Pros of Publicly Funded Homebirth in Australia
Cost
PFHB programs are provided by the public hospital system generally at no cost to women, making homebirth potentially accessible to women who could not otherwise afford it.
Continuity of Care
Care is provided by one primary midwife (often with a small group of 2-5 back up midwives) throughout the duration of pregnancy, birth and postpartum. Continuity of care with a known midwife is linked to improved outcomes for both mother and baby including:
· Less likely to experience caesarean section, instrumental birth or an episiotomy
· Decreased risk of 3rd or 4th degree tears
· Higher likelihood of spontaneous vaginal birth
· More positive experiences of the antenatal period and birth reported by women[3]
Lower intervention Rates
Both women’s stories and current research show concern that birth care in Australia has a current trend of ‘too much, too soon’ without improvement in the outcome for mothers and babies.[4] Compared to hospital births, homebirths are nearly six times more likely to result in normal labour and birth with no difference in stillbirth, baby well-being at 5 minutes or the risk of neonatal death[5]
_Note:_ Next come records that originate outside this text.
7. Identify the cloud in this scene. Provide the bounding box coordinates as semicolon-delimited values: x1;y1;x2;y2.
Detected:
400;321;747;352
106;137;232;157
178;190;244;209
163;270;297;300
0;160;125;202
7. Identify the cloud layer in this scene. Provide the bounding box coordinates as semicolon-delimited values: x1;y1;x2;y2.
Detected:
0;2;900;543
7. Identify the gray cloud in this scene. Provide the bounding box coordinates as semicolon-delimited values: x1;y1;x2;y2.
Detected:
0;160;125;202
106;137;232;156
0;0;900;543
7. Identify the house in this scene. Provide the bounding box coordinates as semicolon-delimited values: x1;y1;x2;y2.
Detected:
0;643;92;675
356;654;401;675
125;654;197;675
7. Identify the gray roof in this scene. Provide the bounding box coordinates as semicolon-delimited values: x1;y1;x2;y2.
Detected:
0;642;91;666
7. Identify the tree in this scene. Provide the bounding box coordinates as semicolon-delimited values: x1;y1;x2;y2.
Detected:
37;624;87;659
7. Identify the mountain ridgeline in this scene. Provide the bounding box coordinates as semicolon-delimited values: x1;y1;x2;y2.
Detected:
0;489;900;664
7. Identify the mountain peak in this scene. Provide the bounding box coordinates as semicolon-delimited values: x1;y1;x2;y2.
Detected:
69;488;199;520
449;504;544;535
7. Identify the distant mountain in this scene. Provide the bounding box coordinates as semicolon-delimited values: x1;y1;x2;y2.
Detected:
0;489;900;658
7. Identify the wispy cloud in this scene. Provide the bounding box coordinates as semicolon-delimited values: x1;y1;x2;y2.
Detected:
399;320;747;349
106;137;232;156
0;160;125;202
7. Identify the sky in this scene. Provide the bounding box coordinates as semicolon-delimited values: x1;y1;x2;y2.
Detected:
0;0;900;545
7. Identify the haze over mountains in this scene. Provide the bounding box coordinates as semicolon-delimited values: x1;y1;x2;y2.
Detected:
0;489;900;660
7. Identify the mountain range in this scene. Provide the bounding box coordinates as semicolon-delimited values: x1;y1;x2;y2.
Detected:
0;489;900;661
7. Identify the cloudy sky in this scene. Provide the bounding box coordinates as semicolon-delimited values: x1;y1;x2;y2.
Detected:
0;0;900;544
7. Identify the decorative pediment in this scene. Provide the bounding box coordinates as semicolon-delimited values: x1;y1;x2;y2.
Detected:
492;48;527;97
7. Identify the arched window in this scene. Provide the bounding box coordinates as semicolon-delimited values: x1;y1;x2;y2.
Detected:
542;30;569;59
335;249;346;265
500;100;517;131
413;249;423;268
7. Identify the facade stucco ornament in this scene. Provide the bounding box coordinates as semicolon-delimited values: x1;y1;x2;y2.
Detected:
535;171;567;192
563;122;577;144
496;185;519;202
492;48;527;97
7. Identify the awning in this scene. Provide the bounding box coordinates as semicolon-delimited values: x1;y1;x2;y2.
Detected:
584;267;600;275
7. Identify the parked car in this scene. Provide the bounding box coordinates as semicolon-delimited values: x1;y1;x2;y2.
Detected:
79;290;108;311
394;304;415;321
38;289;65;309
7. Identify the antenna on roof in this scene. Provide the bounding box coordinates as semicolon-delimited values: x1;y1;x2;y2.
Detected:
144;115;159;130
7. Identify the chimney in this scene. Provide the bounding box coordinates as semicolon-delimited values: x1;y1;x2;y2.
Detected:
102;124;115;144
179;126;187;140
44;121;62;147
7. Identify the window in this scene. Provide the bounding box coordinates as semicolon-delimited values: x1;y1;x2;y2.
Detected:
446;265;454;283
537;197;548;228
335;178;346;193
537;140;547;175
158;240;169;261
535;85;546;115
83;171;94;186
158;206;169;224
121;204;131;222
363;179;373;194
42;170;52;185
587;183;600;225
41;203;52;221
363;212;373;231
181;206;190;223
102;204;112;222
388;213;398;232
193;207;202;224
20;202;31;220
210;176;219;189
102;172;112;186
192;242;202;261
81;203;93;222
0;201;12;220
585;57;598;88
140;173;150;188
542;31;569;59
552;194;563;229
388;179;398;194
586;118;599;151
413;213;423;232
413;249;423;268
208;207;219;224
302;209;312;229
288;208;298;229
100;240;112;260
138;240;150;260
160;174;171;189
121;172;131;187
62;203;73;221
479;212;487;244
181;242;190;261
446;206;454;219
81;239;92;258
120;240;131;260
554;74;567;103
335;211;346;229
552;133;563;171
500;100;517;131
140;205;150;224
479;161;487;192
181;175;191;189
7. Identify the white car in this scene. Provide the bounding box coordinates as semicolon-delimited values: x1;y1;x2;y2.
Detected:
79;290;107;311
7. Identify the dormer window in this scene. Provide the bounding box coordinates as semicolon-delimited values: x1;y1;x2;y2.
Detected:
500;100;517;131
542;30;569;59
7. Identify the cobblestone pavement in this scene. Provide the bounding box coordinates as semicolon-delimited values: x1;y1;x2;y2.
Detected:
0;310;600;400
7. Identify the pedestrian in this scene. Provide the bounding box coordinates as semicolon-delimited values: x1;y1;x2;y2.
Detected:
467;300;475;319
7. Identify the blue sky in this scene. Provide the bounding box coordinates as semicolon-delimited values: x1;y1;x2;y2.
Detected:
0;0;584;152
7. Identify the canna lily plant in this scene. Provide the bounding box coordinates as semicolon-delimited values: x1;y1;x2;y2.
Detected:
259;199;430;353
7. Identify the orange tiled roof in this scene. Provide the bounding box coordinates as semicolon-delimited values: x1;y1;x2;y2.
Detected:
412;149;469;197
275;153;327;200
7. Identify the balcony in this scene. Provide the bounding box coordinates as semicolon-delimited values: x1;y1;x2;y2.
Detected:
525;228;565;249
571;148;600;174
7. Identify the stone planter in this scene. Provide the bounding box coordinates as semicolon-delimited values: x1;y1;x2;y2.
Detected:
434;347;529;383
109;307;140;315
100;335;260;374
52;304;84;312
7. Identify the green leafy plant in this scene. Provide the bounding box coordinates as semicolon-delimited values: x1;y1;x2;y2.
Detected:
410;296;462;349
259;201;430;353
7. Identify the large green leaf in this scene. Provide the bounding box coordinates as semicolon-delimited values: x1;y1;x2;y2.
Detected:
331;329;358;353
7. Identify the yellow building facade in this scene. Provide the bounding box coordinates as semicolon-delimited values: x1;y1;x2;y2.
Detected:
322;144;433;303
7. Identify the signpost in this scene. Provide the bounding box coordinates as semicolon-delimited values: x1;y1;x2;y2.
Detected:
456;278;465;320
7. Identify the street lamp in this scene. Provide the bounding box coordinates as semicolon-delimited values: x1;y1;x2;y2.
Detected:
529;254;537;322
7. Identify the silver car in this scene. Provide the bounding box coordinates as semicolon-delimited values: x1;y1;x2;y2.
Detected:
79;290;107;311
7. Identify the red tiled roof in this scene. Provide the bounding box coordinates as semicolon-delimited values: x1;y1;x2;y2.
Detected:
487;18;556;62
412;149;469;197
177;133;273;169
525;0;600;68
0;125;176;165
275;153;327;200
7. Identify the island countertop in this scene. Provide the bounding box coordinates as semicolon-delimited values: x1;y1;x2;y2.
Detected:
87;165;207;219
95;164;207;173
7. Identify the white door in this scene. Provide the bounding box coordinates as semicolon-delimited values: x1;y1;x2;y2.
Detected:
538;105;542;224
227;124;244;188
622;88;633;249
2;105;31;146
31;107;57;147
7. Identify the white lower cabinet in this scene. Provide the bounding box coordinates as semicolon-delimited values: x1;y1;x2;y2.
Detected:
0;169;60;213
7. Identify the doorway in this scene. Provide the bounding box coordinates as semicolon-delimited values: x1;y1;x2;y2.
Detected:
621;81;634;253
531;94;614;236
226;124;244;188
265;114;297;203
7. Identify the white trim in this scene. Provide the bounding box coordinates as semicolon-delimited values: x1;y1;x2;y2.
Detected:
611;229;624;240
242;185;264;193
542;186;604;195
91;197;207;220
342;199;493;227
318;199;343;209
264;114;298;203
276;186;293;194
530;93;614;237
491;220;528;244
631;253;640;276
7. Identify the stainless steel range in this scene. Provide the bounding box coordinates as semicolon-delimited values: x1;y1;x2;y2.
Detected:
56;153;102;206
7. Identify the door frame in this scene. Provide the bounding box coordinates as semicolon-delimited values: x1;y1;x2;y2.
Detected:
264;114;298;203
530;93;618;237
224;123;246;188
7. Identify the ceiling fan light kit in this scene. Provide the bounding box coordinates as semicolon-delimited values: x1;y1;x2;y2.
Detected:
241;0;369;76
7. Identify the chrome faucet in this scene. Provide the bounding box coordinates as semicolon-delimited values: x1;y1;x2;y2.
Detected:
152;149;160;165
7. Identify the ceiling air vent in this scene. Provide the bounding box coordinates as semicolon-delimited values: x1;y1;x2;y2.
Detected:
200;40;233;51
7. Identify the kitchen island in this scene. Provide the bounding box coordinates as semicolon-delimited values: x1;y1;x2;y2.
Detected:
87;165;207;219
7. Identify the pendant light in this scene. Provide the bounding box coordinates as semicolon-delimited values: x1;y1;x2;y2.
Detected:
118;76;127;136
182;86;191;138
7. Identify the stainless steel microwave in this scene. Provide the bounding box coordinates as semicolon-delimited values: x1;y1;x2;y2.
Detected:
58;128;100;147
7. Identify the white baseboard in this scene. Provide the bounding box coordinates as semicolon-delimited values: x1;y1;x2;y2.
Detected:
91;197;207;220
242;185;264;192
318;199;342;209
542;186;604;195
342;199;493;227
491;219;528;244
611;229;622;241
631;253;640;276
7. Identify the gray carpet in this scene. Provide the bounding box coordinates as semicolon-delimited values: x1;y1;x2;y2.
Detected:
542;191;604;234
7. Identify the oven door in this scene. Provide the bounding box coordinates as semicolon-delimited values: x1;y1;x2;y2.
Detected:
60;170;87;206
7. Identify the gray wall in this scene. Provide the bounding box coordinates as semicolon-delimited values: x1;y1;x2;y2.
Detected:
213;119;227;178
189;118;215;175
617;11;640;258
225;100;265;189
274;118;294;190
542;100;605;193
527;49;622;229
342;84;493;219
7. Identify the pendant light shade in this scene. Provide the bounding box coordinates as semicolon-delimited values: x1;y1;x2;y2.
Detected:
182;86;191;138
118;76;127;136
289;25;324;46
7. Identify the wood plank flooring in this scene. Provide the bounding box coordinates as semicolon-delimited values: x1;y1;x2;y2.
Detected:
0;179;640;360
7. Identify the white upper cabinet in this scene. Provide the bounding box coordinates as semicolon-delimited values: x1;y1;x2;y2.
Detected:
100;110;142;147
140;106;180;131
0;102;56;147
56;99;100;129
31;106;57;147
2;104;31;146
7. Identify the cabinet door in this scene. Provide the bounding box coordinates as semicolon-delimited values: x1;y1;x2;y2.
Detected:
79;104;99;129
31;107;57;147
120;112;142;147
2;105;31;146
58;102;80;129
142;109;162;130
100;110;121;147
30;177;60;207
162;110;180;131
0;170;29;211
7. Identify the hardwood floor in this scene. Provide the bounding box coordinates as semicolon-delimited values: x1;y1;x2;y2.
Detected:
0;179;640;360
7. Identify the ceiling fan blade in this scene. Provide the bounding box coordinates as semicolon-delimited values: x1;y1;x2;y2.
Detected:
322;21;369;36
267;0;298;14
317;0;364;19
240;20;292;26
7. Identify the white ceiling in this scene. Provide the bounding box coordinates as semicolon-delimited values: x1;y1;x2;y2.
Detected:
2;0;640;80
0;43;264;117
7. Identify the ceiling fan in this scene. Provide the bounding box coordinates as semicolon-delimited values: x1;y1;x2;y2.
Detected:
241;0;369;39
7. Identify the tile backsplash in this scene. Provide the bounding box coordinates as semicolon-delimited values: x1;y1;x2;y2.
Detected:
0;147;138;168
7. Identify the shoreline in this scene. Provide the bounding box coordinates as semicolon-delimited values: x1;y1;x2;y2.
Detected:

Ease of transition to hospital if transfer is required
Midwives providing care in PFHB programs are employed by public hospitals. In the event that a woman is no longer eligible for homebirth or a transfer to hospital during labour occurs, her midwife can continue to provide care within the hospital and may be met with more cooperation than a Privately Practising Midwife (PPM) would receive.
Cons of Publicly Funded Homebirth in Australia
Limited Availability
Currently only 18 PFHB programs are operating in Australia, the majority of which are in metropolitan areas. Many women will not have access to the very small number of places available on these programs.
Strict Eligibility Criteria
PFHB programs are subject to the policies and guidelines of the public hospitals that run them. These include very strict inclusion criteria and a requirement to follow standardised care pathways. If at any stage of pregnancy or birth women develop risk factors, even those that may generally be considered manageable, they are no longer considered eligible to have a homebirth and will be expected to birth in hospital or find alternative care.
Limited Choice of Care Provider
Women are generally assigned a midwife rather than being able to choose someone they are comfortable and align with.
Current Publicly Funded Homebirth Programs in Australia
For a list of currently active PFHB programs please see the PFHB section of our directory here.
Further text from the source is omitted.